Continuous Manufacturing is increasingly gaining in importance in the pharmaceutical industry. More and more oral solid dosage forms are manufactured by continuous production. In the form of direct compression, Fette Compacting is relying on the most efficient variant of continuous tablet production.


It now looks like the pharmaceutical market is at a turning point. For more than a century, pharmaceutical companies have been manufacturing their tablets and capsules almost exclusively in batch procedures where individual production stages are processed strictly in succession. This stop-and-go method still remains the most popular way of producing solid formulations today. However, one look at market developments in recent years indicates that the traditional leading position held by the batch process could soon start to falter.

Even today, increasing numbers of oral solid dosage pharmaceuticals (OSD) are being produced using Continuous Manufacturing methods. Since 2015, the Food and Drug Administration (FDA) has approved six pharmaceutical products in tablet form for production with continuous processes, including drugs for the treatment of cancer and cystic fibrosis.

From the manufacturers‘ point of view, one of the decisive arguments for continuous production is the great potential for safe and costsaving processes, whereby the high efficiency of the process plays a significant role. According to the FDA, the international pharmaceutical industry is currently losing up to 50 billion USD a year due to inefficient processes.

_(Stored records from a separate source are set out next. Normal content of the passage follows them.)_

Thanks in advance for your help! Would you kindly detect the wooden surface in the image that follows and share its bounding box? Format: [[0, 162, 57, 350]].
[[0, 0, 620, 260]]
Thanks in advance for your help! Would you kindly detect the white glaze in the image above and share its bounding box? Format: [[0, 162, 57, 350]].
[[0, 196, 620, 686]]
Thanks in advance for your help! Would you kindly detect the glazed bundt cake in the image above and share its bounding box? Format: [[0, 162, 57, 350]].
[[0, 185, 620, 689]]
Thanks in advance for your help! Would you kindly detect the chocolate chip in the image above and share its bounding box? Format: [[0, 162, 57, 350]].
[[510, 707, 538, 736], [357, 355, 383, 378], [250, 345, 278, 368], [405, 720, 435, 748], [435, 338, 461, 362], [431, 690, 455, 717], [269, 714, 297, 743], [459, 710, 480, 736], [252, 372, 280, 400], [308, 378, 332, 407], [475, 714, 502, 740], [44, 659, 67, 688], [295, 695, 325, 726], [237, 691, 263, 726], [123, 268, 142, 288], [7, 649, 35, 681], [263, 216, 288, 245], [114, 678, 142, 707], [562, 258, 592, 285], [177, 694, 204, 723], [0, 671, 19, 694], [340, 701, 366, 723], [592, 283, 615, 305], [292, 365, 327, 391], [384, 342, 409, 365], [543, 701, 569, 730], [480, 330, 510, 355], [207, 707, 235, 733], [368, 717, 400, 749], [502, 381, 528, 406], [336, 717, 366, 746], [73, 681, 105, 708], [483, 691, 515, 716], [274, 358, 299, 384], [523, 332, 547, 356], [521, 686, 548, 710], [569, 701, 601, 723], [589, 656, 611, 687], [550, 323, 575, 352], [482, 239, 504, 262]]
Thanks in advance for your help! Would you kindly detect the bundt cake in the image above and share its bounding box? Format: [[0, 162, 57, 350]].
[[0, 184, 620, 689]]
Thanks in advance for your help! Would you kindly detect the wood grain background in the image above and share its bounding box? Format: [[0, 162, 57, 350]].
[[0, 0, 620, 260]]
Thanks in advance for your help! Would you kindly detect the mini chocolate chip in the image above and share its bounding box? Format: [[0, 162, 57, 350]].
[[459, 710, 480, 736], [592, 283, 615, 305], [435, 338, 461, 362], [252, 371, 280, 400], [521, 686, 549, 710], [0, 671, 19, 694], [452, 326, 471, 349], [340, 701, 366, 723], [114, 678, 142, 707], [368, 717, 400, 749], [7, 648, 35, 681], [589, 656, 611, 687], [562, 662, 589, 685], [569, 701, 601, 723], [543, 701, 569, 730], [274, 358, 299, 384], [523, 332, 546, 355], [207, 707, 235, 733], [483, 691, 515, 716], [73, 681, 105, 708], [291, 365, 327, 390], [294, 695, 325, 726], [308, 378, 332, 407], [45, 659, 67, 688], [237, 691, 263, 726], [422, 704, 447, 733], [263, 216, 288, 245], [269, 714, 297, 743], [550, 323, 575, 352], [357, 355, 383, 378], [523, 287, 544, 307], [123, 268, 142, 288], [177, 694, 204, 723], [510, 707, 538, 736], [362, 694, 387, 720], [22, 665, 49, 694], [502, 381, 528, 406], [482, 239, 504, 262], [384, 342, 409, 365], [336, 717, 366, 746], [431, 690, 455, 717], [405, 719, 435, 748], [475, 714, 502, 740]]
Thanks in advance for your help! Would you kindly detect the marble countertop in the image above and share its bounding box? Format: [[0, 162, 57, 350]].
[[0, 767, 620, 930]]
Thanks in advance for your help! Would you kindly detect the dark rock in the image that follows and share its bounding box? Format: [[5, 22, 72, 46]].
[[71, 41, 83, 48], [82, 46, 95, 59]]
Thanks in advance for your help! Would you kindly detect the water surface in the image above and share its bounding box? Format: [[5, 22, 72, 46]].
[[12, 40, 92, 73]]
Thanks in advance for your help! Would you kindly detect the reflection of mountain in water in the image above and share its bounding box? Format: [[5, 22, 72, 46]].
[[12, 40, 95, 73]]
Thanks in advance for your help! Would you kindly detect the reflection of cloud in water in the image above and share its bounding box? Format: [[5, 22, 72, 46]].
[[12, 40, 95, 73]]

Compact and efficient: direct compression
Continuous Manufacturing is based on a new understanding of processes: the product in one process forms the direct base material for the next one. Unlike batch procedures, continuous lines are operated without interruption over a longer period of time. The continuous flow of materials does not require any storage space for intermediate products and makes it possible to scale batch sizes solely over the lines’ runtime. This process also facilitates swift market launches of new products as the same line can be used for both development and production.

As a general rule, the more streamlined the design of the continuous line, the more efficient the production process. For this reason, Fette Compacting relies on the compact set-up of direct compression for its continuous tableting lines.

After the dosing process, the powder is fed directly from the mixer into the tablet press without any additional granulation. If required, the tablets can also be coated afterwards. This dispenses with several cost-intensive production steps resulting from the usual granulation processes, which are often necessary in batch production. This streamlining of the process is made possible by an uninterrupted material flow with consistently high product quality.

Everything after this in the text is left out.